Old Upper Thomson Road is full of stories. It leads to a now-abandoned village, was once part of the Singapore Grand Prix circuit, and may have a resident ghost or two.
The road was once connected to Lor Pelta and Jalan Belang, lanes that led to Hainan Village. Although Hainan Village is abandoned, remnants of the community can still be found through Thomson Nature Park, specifically through the Rambutan Trail. The village, known as a kampong in Southeast Asia, was built during the 1960s for residential housing, rambutan plantations, factories, warehouses, and fish ponds for breeding purposes.

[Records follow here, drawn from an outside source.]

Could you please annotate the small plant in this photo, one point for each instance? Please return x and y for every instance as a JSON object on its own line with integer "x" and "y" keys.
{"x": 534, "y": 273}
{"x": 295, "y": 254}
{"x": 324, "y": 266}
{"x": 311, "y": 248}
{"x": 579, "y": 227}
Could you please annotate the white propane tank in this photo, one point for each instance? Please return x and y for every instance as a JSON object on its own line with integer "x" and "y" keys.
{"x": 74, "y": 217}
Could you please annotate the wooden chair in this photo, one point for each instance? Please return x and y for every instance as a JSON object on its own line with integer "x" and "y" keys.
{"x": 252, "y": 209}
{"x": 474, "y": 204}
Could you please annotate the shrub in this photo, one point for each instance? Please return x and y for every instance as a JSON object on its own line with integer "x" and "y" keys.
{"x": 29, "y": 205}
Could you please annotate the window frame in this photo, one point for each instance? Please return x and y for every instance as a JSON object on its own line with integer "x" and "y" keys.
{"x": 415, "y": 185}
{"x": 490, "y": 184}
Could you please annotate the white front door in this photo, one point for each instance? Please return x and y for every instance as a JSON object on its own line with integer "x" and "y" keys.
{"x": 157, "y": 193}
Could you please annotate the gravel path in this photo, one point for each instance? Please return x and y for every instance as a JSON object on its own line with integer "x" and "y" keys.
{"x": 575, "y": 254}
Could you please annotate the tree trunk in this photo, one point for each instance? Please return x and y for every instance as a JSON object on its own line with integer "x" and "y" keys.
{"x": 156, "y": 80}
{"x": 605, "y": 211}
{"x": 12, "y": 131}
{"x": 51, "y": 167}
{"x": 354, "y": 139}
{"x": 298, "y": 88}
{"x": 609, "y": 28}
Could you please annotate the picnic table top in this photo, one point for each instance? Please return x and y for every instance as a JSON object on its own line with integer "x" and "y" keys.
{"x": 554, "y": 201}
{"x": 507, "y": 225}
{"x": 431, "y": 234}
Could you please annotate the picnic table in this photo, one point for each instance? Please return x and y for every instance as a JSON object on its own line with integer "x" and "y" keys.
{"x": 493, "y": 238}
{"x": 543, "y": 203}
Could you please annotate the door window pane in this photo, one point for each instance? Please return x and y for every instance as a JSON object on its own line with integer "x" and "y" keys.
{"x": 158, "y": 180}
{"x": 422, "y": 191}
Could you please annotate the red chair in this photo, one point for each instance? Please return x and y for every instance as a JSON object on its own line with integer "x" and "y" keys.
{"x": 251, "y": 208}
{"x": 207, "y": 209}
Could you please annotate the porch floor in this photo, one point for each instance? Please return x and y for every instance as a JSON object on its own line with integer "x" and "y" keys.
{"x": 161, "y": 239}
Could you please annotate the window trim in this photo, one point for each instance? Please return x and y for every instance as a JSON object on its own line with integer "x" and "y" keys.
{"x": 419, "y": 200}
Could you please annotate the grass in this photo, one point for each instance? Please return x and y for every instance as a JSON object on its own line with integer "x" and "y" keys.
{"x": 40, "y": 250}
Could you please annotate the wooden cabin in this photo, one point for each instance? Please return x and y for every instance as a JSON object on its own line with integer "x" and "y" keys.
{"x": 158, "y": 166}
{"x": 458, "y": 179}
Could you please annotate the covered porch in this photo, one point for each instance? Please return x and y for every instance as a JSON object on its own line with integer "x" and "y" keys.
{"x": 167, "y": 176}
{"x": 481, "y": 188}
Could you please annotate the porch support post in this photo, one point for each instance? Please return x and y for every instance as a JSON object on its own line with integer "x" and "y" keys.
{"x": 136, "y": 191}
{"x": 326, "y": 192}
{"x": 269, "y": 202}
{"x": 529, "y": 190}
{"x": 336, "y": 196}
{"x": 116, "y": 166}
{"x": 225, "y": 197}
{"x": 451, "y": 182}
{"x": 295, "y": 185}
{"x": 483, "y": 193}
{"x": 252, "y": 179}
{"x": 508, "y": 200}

From 1961 to 1973, the Thomson Road circuit hosted the Singapore Grand Prix and other car and motorcycle races. One of the most difficult parts of the course was a V-shaped turn called “Devil’s Bend” that tested drivers’ limits. While other parts of the circuit had their challenges, none could compare to Devil’s Bend. It was not only a difficult turn, but a dangerous one—over 11 years of races, it led to the deaths of seven drivers. Eventually, due to its hazardous nature, the Grand Prix circuit was canceled. It was renewed on a different circuit in 2008.

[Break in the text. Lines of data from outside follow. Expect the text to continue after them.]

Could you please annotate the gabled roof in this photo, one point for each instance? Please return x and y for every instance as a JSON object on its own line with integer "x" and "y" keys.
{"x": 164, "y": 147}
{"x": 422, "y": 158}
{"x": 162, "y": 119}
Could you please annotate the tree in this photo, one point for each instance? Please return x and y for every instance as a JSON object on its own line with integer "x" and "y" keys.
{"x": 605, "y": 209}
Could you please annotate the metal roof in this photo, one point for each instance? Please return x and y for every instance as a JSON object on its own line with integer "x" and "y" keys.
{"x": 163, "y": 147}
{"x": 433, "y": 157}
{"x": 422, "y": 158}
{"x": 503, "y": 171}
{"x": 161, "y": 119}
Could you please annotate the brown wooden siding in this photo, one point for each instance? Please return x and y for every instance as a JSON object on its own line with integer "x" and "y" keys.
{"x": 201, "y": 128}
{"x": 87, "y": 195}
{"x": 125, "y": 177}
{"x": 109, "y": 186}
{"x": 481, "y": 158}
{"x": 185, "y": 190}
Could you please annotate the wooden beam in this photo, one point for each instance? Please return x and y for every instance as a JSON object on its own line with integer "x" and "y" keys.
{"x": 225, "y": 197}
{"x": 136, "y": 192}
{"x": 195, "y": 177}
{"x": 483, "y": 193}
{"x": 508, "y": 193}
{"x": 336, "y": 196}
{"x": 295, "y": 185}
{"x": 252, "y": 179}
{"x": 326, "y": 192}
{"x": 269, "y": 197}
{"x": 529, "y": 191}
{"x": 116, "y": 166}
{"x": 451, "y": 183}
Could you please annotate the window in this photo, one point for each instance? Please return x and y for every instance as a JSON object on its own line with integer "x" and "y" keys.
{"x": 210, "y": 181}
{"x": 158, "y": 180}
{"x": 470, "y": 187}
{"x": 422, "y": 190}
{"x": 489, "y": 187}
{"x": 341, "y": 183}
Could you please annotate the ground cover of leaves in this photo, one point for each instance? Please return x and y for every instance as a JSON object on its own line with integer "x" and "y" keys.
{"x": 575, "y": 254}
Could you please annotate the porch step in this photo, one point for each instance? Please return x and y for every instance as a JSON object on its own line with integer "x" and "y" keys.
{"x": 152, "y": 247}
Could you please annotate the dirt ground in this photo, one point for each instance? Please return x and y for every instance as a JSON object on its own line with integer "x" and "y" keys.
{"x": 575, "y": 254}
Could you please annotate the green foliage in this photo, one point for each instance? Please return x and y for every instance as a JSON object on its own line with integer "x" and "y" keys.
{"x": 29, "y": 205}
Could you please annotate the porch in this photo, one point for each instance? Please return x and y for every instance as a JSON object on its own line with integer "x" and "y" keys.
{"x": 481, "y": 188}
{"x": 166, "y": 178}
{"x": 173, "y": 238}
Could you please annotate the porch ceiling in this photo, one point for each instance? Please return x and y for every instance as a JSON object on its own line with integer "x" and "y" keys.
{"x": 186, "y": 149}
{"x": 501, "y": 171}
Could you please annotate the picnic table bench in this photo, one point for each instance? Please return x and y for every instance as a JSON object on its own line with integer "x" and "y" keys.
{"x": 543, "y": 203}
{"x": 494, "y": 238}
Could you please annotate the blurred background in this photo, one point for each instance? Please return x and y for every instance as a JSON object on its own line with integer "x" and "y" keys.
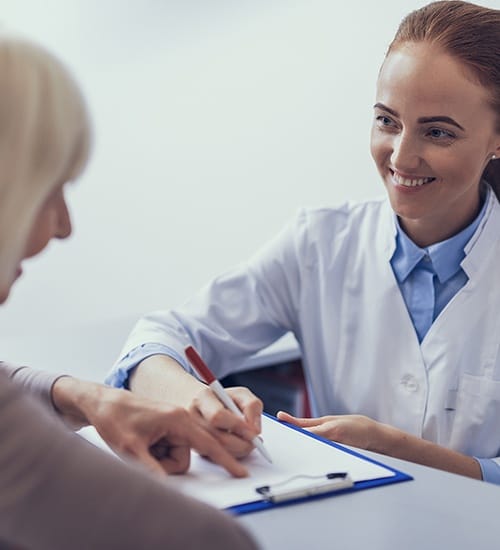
{"x": 214, "y": 120}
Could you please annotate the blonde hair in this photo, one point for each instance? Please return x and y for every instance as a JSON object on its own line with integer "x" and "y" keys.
{"x": 44, "y": 139}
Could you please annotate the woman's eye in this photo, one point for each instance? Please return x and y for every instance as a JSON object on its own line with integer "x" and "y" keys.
{"x": 384, "y": 120}
{"x": 438, "y": 133}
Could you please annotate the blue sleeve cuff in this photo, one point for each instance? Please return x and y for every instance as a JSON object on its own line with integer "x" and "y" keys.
{"x": 490, "y": 470}
{"x": 119, "y": 375}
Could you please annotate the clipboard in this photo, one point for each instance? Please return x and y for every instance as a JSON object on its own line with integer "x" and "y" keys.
{"x": 305, "y": 467}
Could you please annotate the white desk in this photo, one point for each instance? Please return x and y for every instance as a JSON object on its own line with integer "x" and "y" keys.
{"x": 436, "y": 510}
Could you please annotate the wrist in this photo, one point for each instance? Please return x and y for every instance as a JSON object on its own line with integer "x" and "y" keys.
{"x": 74, "y": 399}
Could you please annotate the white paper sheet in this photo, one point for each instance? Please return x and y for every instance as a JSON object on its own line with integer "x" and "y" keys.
{"x": 293, "y": 453}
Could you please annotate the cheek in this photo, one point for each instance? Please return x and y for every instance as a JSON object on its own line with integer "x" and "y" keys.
{"x": 379, "y": 148}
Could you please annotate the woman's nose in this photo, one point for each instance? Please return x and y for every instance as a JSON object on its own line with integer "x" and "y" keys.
{"x": 405, "y": 155}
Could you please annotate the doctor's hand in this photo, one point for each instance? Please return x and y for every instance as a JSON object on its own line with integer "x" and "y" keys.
{"x": 155, "y": 433}
{"x": 356, "y": 430}
{"x": 233, "y": 433}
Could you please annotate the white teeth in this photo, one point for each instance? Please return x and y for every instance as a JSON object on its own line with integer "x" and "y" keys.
{"x": 410, "y": 182}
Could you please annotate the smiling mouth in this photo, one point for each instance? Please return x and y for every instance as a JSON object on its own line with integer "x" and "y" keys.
{"x": 410, "y": 182}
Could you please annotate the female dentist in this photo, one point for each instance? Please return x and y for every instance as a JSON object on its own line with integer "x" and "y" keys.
{"x": 395, "y": 302}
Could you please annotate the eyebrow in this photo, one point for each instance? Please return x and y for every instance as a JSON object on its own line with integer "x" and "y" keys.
{"x": 422, "y": 120}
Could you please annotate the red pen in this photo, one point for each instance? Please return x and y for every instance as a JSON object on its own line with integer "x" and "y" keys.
{"x": 207, "y": 375}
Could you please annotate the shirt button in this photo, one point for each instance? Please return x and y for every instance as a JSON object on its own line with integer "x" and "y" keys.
{"x": 409, "y": 383}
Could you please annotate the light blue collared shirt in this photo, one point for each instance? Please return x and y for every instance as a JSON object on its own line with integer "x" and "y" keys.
{"x": 428, "y": 279}
{"x": 450, "y": 278}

Although it is no longer affiliated with the Grand Prix, the road remains in use today. Due to its death toll, Devil’s Bend, fittingly named, is considered a haunted road. There have been numerous ghost sightings, the most notorious being a young lady dressed in white who would call for a taxi. Taxi drivers said that after dropping this ominous figure at her location, she would pay with hell money. (In many East Asian cultures, hell money is paper printed to look like bank notes that is burned so that loved ones have currency to use in the afterlife.)
While Old Upper Thomson Road carries the legacy of its dangerous past, it now borders Thomson Nature Park, making it a popular lane for cyclists, pedestrians, fans of Singapore’s history.